Il faudra se munir d’un outillage adapté et veiller à
porter des protections adéquates quand cela s’avère
nécessaire. Les mêmes matériaux se retrouvent aux
divers endroits de la structure, ce qui rationalise la construction
et diminue sensiblement le prix. La découpe de pièces
essentielles comme celle des couples en contre-plaqué ou d’un
«presse-nervures» spécifique, a été
réalisée (et expédiée) par Euberlay Modélisme,
d’après mes plans numériques. Alors Mesdames, Mesdemoiselles
et Messieurs, si vous êtes prêts à vous lancer dans
cette escapade dans le temps porteuse de rêves volants, installez-vous.
C’est parti...
Le principe :
Lors de la réalisation de cet appareil il y a plus d’une
dizaine d’années, je résidais sous les tropiques
et trouvais difficilement à me fournir en matériaux de
construction. Je tenais néanmoins à réaliser une
aile constituée de lattes et un fuselage en treillis, fidèles
aux appareils de l’aviation balbutiante. Avec principalement des
baguettes en bois de section ronde (tourillons), quelques planches de
balsa, un tube d’alu léger et de la corde à piano,
j’avais tout le nécessaire à la mise en œuvre
quasi complète de «l’aéroplane». Pour
faire dans le minimalisme, la section du fuselage fut réduite
à un triangle et la tenue de l’aile résidait dans
les bords d’attaque et de fuite.
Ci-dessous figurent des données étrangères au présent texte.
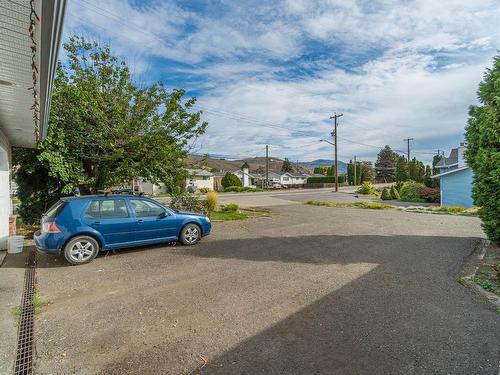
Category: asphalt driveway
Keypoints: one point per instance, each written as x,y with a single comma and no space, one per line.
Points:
309,290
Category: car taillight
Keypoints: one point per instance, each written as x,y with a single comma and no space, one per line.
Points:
50,227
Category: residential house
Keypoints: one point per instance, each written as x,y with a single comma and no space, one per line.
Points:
147,187
26,61
199,179
218,180
455,178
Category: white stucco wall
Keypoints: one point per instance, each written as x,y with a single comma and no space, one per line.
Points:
199,183
5,201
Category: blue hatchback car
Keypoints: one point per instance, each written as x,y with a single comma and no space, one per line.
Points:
81,226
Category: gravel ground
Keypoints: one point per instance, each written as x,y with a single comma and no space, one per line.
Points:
11,288
310,290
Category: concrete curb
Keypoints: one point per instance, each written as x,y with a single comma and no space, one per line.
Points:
471,267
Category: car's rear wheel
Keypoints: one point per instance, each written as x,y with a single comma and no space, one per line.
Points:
81,250
190,234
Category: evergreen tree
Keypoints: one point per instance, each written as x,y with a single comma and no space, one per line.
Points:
401,169
483,150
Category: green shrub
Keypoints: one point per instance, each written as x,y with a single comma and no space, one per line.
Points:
483,151
411,191
394,193
212,201
231,207
367,188
326,179
432,195
188,202
230,179
241,189
452,209
386,195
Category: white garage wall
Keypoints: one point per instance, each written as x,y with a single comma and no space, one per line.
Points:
5,201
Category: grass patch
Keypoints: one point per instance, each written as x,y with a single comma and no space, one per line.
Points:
229,215
488,274
368,205
446,210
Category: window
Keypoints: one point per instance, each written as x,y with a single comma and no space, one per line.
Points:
143,208
107,209
55,209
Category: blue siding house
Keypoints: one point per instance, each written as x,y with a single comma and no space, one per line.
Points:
455,178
La résistance de la structure
s'apparente plus à la souplesse du roseau qu'au chêne à
la rigidité proverbiale.
La méthode :
Le fuselage se compose donc de trois lisses en tourillons de 3 mm de
diamètre, tout comme les bords d’attaque et de fuite de
l’aile. Les coffrages employés avec parcimonie confèrent
une solidité suffisante à la partie avant du fuselage
et à l’emplanture de l’aile.
Les haubans fonctionnels, en fil de pêche, sont réglés
et bloqués par pincement de morceaux de tubes en alu. Ils s’accrochent
par des émerillons pour permettre le démontage de l’aile
en «parasol», qui repose sur une cabane en cordes à
piano, via une poutre centrale, pour l’accroche des haubans depuis
un mât. Les empennages sont simplement constitués de baquettes
balsa et peuvent se démonter également pour le transport.
Fournitures
Contre-plaqué 2 mm - 3dm² (Couples)
2 planches balsa 1 mm (Coffrages, nervures, ailerons)
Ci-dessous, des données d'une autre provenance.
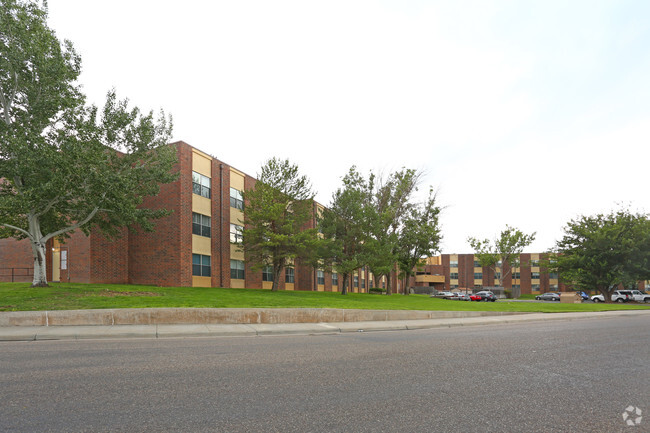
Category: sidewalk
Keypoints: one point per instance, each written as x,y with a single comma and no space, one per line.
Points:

1 planche balsa 2 mm (Ailerons)
1 planche balsa 3 mm (renforts)
5 tourillons bois diam. 3 mm
1 tube aluminium diam. 3 mm
1 corde à piano 15/10 (broches, clé d’ailes,
trains)
1 corde à piano 10/10 (cabane, mât)
1 baguette bois 5x5 (fixation trains)
2 baguettes balsa 3x3 (empennages)
1 baguette balsa 4x4 (cabane)
2 roues fines diam. 65 à 70 cm
Fil de pêche nylon résistance 3,5 Kg
8 trombones
8 émerillons “agrafes N° 2”
Entoilage |
 |
Outillage
et préparation de la construction |
Le plan de travail que j’ai utilisé, à la dimension
du plan, s’avère amplement suffisant. Il faut prévoir
de construire à même le plan la plupart du temps, en intercalant
une feuille plastique transparente surtout pour les deux parties d’aile.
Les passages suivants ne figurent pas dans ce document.